Bref, nous leur consacrions du temps et nous comprenions le lien étroit entre l’histoire d’une vie et la souffrance d’un corps.
J’ai même envie d’aller plus loin. Je n’ai jamais oublié l’enseignement d’un de mes maîtres de médecine en anatomo-pathologie : « Quand tu autopsies un corps, lis l’histoire de sa vie dans le dossier médical et vois le lien qu’il peut y avoir avec l’allure de ses cellules, de ses tissus et de ses organes ! » Il faudrait donc que les jeunes médecins apprennent à fonctionner avec le système sans en être dupe. Dans leur propre intérêt et dans celui de leurs patients.
Il y a de toute évidence un côté positif dans la modernité, mais c’est l’excès qui pose problème. L’excès et le manque de sagesse. Il faut donc impérativement apprendre aux futurs médecins l’importance de savoir trouver l’équilibre. Dans le bouddhisme, on parle de « la voie du milieu » et c’est très réaliste. Les médecins doivent aussi bien comprendre qu’ils sont les malades, les vieillards et les mourants de demain. Cela aide à rester humain.
Préserver l’humain dans la médecine est essentiel.

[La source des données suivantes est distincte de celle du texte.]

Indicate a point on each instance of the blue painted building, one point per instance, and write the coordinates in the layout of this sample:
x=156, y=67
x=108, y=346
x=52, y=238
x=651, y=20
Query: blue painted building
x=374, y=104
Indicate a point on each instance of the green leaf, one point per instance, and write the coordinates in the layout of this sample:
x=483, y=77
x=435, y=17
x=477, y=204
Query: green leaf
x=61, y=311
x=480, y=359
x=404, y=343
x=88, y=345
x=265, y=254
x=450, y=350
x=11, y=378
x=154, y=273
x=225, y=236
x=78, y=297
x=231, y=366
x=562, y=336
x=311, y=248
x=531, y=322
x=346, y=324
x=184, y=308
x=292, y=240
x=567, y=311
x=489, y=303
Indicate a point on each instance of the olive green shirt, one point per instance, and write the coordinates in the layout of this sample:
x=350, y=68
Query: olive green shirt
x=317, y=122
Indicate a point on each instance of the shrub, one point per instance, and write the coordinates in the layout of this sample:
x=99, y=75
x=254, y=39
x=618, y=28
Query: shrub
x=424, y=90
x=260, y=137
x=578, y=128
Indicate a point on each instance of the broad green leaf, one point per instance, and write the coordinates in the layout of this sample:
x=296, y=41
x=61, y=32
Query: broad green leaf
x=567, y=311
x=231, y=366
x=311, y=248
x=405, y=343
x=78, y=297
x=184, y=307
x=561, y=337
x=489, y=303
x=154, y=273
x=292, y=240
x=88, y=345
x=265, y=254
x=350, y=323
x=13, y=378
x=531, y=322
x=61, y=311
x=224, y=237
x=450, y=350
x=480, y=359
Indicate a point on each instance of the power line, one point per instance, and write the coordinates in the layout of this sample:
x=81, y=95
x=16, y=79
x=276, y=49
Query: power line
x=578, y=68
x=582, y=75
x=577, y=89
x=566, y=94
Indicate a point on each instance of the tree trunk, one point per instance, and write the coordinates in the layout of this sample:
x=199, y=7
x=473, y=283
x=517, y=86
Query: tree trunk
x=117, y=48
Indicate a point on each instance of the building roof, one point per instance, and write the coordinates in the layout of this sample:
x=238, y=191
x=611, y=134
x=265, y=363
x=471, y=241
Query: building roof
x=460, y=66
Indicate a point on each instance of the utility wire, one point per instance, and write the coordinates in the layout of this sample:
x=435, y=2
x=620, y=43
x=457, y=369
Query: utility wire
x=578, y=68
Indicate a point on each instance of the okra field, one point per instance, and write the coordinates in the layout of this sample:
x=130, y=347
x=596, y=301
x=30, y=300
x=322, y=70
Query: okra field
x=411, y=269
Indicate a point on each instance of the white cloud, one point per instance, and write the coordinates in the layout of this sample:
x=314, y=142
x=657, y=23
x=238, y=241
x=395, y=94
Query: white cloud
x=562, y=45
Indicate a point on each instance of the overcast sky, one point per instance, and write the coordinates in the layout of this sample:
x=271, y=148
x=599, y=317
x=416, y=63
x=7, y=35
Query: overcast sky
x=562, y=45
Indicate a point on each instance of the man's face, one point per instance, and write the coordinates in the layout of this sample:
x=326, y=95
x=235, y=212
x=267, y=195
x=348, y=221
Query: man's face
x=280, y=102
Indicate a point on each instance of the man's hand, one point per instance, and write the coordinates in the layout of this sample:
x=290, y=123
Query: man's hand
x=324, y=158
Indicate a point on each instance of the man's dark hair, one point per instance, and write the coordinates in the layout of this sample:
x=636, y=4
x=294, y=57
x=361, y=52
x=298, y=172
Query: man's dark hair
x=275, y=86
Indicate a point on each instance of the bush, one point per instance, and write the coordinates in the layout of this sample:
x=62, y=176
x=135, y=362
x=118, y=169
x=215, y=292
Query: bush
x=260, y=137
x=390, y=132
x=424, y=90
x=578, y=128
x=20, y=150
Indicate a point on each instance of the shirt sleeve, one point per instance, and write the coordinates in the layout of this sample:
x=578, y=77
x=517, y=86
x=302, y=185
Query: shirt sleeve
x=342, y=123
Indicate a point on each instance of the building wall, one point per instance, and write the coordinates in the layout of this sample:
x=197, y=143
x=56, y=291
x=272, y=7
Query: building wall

Sinon, l’art véritable de soigner finira par s’éteindre. Il faut aussi respecter les médecines traditionnelles. Les honorer, c’est aussi savoir respecter les anciens et les différentes cultures dont elles sont issues. Qui sommes-nous aujourd’hui, nous les médecins occidentaux, pour dire que nous savons tout et que nous comprenons tout ? La médecine intégrative et le maintien de l’humain seront les fondements d’une vraie médecine, c’est-à-dire une médecine authentique apte à soigner, à guérir et à soulager les souffrances. Cela pourrait se faire par un enseignement adapté et compétent au cœur des facultés de médecine, par un équilibre entre technologies modernes et examen clinique « à l’ancienne » des patients, dans nos hôpitaux, et aussi, pour les plus anciens, en continuant à montrer l’exemple tant que cela sera possible. Digitalisation excessive, absence d’écoute et d’examens cliniques corrects, soif d’argent et de pouvoir conduiront inéluctablement à une médecine crépusculaire.